Geologic, hydrologic, and oceanographic problems and independent studies by means of conferences, assigned readings, and field or laboratory work fitted by ESCI faculty to individual student needs; or new or specialized courses. Topics include geochemistry; geomorphology; geophysics; glaciology; groundwater; structural and regional geology; crystallography; mineralogy; petrology; thermodynamics; ore deposits; earth resource policy; paleontology; sedimentation; stratigraphy; water resources management; chemical, physical, and geological oceanography; earth systems. Also, senior synthesis and earth science teaching methods.

Introduces quantitative tools necessary for upper level Earth Science courses. Incudes basic statistical descriptions of spatially and temporally varying data, curve fitting, and time-series analysis with emphasis on atmospheric, oceanic and terrestrial data sets. Students learn to construct simple numerical models of Earth Systems. Instruction in data and analysis and modeling in Python.
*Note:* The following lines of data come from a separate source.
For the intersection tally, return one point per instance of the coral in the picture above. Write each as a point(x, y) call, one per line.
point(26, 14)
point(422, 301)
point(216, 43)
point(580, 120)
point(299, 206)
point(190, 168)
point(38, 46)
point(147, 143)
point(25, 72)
One year of calculus and at least one semester of intermediate Earth Science required.

Course focuses on the application of radiogenic, radioactive and stable isotopes to improve students' knowledge about the processes and timescales relevant to the formation of the planet and solar system, the evolution of the Earth system and interactions in the hydrosphere and biosphere. Topics include geochronology, tracer applications, Earth surface applications, as well as applications in the hydrosphere and biosphere. Systems discussed include the classic radiogenic systems (K-Ar, Rb-Sr, Sm-Nd, Lu-Hf and U-Th-Pb), traditional (H, C, N, O) as well as nontraditional (e.g., Mg, Ca, Fe) stable isotope systems, and radioactive isotopes (e.g., radiocarbon). Course consists of lecture, where students are exposed to these applications, and a lab section to work through any questions on the homework assignments, discuss relevant papers from the literature, and carry out a project. Lab. One year each of calculus and chemistry required.

This course introduces the basic principles of paleoceanography, such as the preservation of ocean history in sediment archives and the analysis/interpretation of paleoceanographic data. The course focuses on the capabilities and limitations of paleoceanographic techniques, and empowers students to critically assess the strengths and weaknesses of results presented in scientific journals. Topics include Milankovitch cycles, faunal assemblages, temperature and circulation proxies, linear and non-linear responses to climate forcings, abrupt climate events atmospheric teleconnections and monsoons. One year of chemistry and one course in introductory geology required.